I am using CUDA toolkit 3.2.16, video driver 260.93, Windows 7 64-bit, and I have a Geforce GTX 580 and a Tesla C2050 (set to TCC mode).

I have a number of kernels that I am trying to launch in series, for example:
err = cuMemcpyHtoD((CUdeviceptr)cuda_in_ptr, host_in_ptr, in_block_size);
err = cuLaunchGrid(A_Kernel, 150, 1);
err = cuLaunchGrid(B_Kernel, 120, 1);
err = cuLaunchGrid(C_Kernel, 190, 1);
err = cuMemcpyDtoH (host_out_ptr, (CUdeviceptr)cuda_out_ptr, out_block_size);

With Compute Visual Profiler, I am observing the time it takes to do each of the above steps, and I am seeing large blocks of idle time between the Launch Grid’s.

For example:
Function _ Duration(us) _ Idle Time(us)
cuMemcpyHtoD ___ 1.2us _ 8.29us
cuLaunchGrid(A) ___ 3.7us _ 789.74us
cuLaunchGrid(B) _ 11711.2us _ 780.65us
cuLaunchGrid(C) ___ 41.9us _ 782.82us
cuMemcpyDtoH ___ 6.4us _ 21.01us

I observe almost identical results with both the Geforce GTX 580 and a Tesla C2050 (except with the GTX 580, the cuLaunchGrid(B) the duration is only 8683.1 us).
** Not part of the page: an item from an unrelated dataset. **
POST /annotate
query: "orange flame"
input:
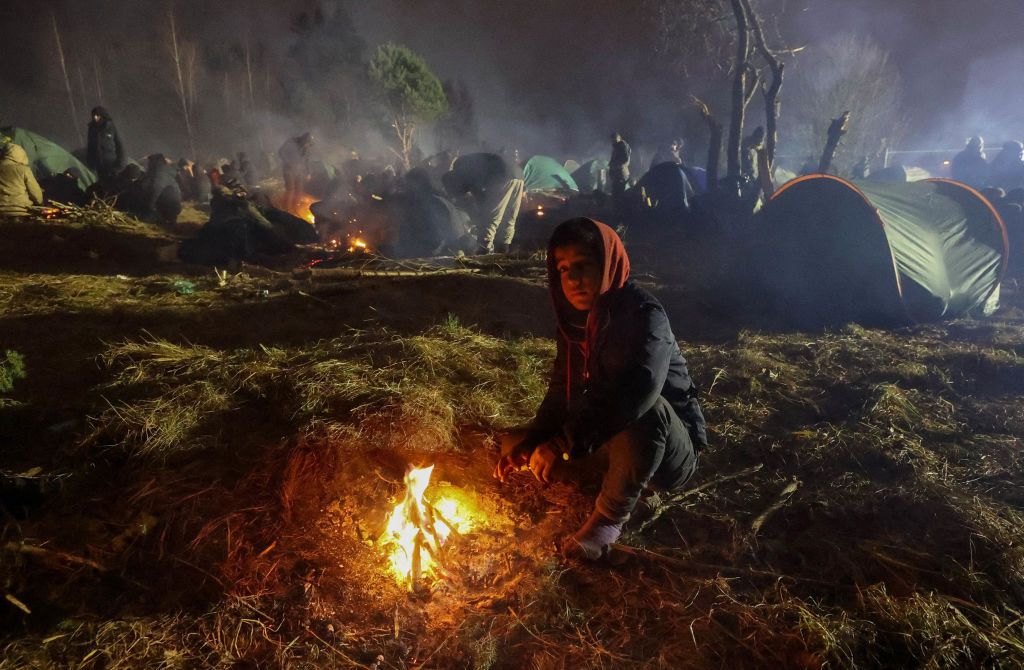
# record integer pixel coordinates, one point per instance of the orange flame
(418, 530)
Waiting 770 to 820 us of idle time between kernel launches seems like a long time - it is about 20% of the above timeline.

I also tried cuLaunchGridAsync(…) into stream 0 and got the same sort of performance. And I read on another message discussion to try using cuStreamQuery(0); to avoid batching of the kernel launches, but got the same results also.

My questions are what is the source of the above delays (Windows 7 OS?) and how can I minimize the delays?